Hayat sana bir kapıyı kaparken bir kapıyı acarmış. Ben her zaman kaderimin Behramdan ibaret olduğunu sanardım.
Ama değilmiş.

Babam sabah ilk defa merhametli bir konuşma yapmıştı ama sonu bu evlilik meselesine giriyordu.
" Yarın akşama kadar düşün, ikisinden birini seç.  " demişti.
Ama ben içini bilmediğim bir adamın nesini seçecektim.

" Cihanı seeeç, en doğru karar " dedi Bejna kahvesinden içerken.
Rojin ona ters ters baktı ve " Yallah ordan! " dedi.

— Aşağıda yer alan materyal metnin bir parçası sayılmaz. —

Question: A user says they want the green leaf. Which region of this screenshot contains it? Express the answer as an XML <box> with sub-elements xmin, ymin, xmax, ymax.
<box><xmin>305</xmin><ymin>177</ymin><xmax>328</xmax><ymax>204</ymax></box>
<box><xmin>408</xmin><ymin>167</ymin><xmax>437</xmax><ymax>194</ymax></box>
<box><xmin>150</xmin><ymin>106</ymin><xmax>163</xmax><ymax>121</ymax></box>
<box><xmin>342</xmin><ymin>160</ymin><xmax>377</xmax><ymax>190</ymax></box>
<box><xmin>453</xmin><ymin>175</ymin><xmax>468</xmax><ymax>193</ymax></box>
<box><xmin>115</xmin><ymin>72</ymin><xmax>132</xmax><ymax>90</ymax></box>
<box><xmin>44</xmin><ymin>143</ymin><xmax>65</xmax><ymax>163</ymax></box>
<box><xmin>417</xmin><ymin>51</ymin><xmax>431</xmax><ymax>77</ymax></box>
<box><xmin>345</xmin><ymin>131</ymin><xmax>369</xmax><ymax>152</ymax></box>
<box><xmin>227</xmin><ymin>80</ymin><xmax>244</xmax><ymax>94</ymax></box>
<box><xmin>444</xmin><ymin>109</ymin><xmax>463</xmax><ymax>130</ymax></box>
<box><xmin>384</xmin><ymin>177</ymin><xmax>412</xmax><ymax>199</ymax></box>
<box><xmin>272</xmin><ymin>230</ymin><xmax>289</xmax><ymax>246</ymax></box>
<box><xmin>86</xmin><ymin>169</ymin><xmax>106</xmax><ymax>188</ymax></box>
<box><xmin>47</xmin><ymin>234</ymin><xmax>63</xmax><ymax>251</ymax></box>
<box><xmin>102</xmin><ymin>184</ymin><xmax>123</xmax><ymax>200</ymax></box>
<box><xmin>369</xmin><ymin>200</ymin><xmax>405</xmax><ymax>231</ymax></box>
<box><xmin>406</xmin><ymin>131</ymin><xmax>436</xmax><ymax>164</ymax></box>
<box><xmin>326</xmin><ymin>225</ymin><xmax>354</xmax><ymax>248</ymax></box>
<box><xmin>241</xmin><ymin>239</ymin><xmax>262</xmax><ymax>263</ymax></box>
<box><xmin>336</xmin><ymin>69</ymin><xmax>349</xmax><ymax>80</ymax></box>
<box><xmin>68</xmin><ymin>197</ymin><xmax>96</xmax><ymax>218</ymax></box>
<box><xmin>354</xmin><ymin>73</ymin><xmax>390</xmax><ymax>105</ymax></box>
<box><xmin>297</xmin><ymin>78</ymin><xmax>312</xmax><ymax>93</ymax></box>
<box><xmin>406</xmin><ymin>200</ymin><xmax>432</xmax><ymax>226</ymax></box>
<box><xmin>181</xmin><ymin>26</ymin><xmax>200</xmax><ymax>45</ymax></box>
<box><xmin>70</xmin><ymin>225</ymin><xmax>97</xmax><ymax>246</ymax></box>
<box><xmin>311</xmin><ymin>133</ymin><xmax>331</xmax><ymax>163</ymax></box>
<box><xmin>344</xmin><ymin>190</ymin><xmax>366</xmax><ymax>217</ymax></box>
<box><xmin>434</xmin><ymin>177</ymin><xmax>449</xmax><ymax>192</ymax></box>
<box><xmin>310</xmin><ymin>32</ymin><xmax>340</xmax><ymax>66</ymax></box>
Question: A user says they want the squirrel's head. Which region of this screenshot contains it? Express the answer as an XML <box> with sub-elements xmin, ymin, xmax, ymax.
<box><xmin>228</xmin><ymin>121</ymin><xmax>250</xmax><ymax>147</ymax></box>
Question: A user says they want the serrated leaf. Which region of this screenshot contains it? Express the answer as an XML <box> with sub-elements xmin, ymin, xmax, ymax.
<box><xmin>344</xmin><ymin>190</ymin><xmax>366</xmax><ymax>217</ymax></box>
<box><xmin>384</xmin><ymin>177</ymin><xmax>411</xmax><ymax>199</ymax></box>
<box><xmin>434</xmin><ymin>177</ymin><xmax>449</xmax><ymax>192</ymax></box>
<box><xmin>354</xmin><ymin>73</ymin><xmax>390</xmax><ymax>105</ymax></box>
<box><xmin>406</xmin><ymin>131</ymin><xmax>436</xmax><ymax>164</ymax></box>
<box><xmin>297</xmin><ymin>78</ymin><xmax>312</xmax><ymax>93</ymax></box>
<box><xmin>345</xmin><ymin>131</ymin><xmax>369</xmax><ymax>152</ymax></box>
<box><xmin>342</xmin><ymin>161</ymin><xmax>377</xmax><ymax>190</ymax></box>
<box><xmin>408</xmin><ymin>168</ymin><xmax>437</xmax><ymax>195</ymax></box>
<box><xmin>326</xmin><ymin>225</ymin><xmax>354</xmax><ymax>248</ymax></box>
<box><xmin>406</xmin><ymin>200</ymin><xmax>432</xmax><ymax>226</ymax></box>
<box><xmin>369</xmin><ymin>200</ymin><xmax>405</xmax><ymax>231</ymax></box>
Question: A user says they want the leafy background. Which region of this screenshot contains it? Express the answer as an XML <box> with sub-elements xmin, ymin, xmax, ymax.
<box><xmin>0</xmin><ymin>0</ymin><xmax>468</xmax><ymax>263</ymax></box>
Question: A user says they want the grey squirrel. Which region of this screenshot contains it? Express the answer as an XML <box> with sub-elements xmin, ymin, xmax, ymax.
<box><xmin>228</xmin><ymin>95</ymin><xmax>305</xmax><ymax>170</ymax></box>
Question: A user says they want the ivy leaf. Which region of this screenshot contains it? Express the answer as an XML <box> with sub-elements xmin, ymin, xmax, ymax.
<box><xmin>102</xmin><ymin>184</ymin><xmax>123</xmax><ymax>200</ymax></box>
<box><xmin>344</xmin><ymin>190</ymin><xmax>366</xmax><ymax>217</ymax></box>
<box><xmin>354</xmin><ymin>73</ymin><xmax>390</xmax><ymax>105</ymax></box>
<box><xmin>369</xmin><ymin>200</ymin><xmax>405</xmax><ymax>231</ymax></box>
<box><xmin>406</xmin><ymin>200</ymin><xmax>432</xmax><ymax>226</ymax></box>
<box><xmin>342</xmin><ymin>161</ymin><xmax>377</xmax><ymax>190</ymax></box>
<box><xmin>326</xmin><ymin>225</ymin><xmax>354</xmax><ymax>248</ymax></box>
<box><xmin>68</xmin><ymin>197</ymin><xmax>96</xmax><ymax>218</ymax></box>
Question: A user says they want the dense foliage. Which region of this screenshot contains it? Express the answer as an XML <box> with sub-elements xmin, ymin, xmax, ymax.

Bu ikisi de beni hep bitiriyordu.
Sultan filminde ki çocuklar gibiydiler.

" İkisini de seçmesem?" diye sordum. Bana anlayışla baktılar ve " Valla bize kalsa gülüm seni 1 saate everiyoruz iyi bir kısmetle.
Baban yine iyi davrandı. " dediler.

Sorduğum sorunun muhatabına bakındı.

Ahunaz yanımıza gelirken fesatlıkla parlayan gözlerini bana çevirdi. Ağzını açamadan içeriye koruma bir buketle girdi.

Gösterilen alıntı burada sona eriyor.